= Expletive infixation =

Process in word formation

Expletive infixation is a process by which an expletive or profanity is inserted into a word, usually for intensification. It is similar to tmesis, but not all instances are covered by the usual definition of tmesis because the words are not necessarily compounds.

The most commonly inserted English expletives are adjectival: either participles (fucking, mother-fucking, freaking, blooming, bleeding, damned, wretched) or adjectives (bloody).

== Rules of formation in English ==
Judgments of which formations of expletive infixation are acceptable are remarkably consistent. This suggests that the rules for the placement of the expletive are not arbitrary, but instead derive from fundamental aspects of English phonology.

A simple rule is that the insertion occurs at a syllable boundary, usually just before the primary stressed syllable. Thus, one hears abso-fuckin'-lutely rather than *ab-fuckin'-solutely. This rule is insufficient to describe examples such as un-fuckin'-believable, however, so that some modifications to this rule are proposed, such as morpheme boundaries taking precedence over stress. Counterexamples to this exception do exist: unbe-fuckin'-lievable.
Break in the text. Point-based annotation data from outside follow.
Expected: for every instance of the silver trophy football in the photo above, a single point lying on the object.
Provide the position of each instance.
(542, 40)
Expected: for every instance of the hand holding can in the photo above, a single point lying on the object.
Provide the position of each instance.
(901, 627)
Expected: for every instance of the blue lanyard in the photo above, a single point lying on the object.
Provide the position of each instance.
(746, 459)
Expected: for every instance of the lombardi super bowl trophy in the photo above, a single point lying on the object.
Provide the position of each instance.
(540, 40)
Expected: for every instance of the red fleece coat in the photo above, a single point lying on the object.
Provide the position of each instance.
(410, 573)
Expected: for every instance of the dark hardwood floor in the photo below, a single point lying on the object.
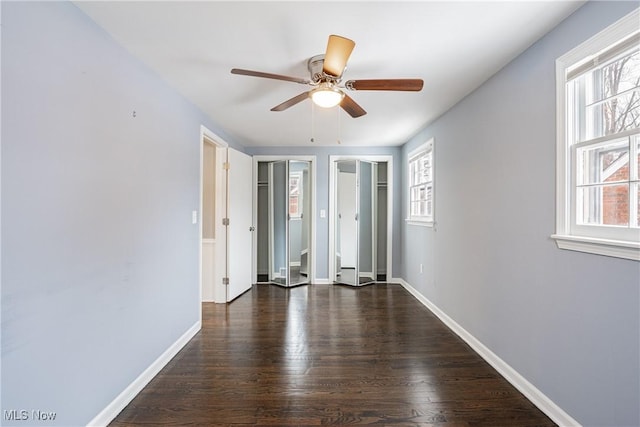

A more fundamental theory due to John McCarthy is based on prosody. Its basic principle is that "the metrical stress tree of the host is minimally restructured to accommodate the stress tree of the infix". For example, although unbelievable and irresponsible have identical stress patterns and the first syllable of each is a separate morpheme, the preferred insertion points are different: un-fuckin'-believable, but irre-fuckin'-sponsible. McCarthy explains this by saying they have different prosodic structures: un(be((lieva)ble)) but (irre)((sponsi)ble). The infix cannot fall between the syllables ir and re because they form a single prosodic foot.